Abstract:
In the past decade, significant social movements emerged in South Africa, in response to
specific urban challenges of injustice or exclusion. This article will interrogate the meaning of
such urban social movements for theological education and the church. Departing from a firm
conviction that such movements are irruptions of the poor, in the way described by Gustavo
Gutierrez and others, and that movements of liberation residing with, or in a commitment to,
the poor, should be the locus of our theological reflection, this article suggests that there is
much to be gained from the praxis of urban social movements, in disrupting, informing and
shaping the praxis of both theological education and the church. I will give special consideration
to Ndifuna Ukwazi and the Reclaim the City campaign in Cape Town, the Social Justice
Coalition in Cape Town, and Abahlali baseMjondolo based in Durban, considering these as
some of the most important and exciting examples of liberatory praxes in South Africa today.
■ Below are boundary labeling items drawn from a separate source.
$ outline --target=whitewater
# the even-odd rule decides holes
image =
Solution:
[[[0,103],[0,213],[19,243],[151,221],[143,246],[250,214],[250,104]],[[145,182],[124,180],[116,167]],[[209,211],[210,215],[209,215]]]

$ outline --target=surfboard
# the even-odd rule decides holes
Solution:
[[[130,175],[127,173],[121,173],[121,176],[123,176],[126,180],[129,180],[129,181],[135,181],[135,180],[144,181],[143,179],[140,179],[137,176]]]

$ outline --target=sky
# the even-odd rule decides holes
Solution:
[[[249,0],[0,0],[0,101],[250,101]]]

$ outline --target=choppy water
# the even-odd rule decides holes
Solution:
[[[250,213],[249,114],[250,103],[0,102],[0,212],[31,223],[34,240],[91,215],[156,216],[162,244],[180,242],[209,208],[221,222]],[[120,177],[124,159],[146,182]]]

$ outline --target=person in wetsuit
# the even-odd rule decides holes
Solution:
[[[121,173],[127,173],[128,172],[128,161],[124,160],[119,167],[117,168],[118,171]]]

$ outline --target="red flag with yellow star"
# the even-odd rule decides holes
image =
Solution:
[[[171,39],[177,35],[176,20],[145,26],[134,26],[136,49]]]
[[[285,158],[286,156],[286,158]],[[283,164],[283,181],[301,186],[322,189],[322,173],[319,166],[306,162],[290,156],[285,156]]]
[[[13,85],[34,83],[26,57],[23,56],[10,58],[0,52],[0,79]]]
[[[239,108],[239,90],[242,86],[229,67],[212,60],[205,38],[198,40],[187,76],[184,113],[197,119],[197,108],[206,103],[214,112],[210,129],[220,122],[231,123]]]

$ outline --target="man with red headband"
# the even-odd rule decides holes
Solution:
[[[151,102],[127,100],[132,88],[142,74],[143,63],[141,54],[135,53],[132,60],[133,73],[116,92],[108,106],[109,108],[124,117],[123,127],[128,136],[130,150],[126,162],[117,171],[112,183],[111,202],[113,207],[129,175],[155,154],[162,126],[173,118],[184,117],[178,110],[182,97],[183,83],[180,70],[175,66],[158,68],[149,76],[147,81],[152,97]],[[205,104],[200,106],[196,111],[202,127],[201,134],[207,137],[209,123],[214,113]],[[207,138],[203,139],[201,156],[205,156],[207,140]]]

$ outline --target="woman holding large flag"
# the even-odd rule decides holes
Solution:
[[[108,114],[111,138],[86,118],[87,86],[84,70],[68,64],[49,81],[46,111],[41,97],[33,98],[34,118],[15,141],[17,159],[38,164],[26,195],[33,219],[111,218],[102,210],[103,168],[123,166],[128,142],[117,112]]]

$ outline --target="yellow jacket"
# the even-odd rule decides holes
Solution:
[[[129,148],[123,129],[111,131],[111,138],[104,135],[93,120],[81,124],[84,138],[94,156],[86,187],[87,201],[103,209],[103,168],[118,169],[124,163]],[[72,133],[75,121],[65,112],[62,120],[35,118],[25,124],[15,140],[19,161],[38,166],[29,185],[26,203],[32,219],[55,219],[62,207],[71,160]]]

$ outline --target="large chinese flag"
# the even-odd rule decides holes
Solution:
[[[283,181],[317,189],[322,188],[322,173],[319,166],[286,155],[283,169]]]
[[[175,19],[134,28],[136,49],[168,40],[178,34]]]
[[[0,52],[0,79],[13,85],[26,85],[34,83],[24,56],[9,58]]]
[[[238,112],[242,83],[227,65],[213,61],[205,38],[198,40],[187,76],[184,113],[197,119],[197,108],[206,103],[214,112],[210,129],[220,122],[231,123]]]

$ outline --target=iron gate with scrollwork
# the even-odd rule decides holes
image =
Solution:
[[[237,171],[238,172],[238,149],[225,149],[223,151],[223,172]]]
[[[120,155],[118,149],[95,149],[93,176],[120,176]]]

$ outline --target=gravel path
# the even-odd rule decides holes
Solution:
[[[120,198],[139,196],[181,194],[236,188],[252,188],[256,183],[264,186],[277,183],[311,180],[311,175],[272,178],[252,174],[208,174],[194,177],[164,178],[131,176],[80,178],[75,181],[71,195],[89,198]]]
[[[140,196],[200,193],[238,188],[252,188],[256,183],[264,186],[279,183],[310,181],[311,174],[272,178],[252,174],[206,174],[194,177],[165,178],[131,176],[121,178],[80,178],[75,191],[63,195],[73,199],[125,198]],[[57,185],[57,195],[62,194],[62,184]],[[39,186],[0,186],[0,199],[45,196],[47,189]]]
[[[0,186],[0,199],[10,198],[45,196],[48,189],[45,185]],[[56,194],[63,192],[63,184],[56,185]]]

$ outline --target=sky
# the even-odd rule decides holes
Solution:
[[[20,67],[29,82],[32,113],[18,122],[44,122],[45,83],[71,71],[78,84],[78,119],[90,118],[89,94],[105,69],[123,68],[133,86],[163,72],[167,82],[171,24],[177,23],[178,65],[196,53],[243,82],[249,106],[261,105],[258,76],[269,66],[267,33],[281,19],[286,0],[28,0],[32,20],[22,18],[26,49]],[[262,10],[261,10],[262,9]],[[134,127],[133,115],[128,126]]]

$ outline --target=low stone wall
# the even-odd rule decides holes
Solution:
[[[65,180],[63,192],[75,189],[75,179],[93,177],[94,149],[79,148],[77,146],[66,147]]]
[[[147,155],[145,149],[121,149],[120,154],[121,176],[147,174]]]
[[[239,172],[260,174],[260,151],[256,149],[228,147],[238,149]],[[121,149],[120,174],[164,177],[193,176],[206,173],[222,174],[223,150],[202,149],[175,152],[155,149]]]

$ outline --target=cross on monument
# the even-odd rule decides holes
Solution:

I argue that theological education and educators, and a church committed to the Jesus who
came ‘to liberate the oppressed’, ignore these irruptions of the Spirit at our own peril.
Description:
The collection entitled ‘Spirit rising: tracing movements of justice’, forms part of the ‘Faith in the City’ research project, hosted by
the Centre for Contextual Ministry in the Faculty of Theology, University of Pretoria. Some of the articles were papers presented at the
Biennial Consultation on Urban Ministry, hosted by the Institute for Urban Ministry, in collaboration with other organizations, from 17-20
August 2016. The theme of this Consultation was ‘#We must rise: healers - dreamers – jesters’.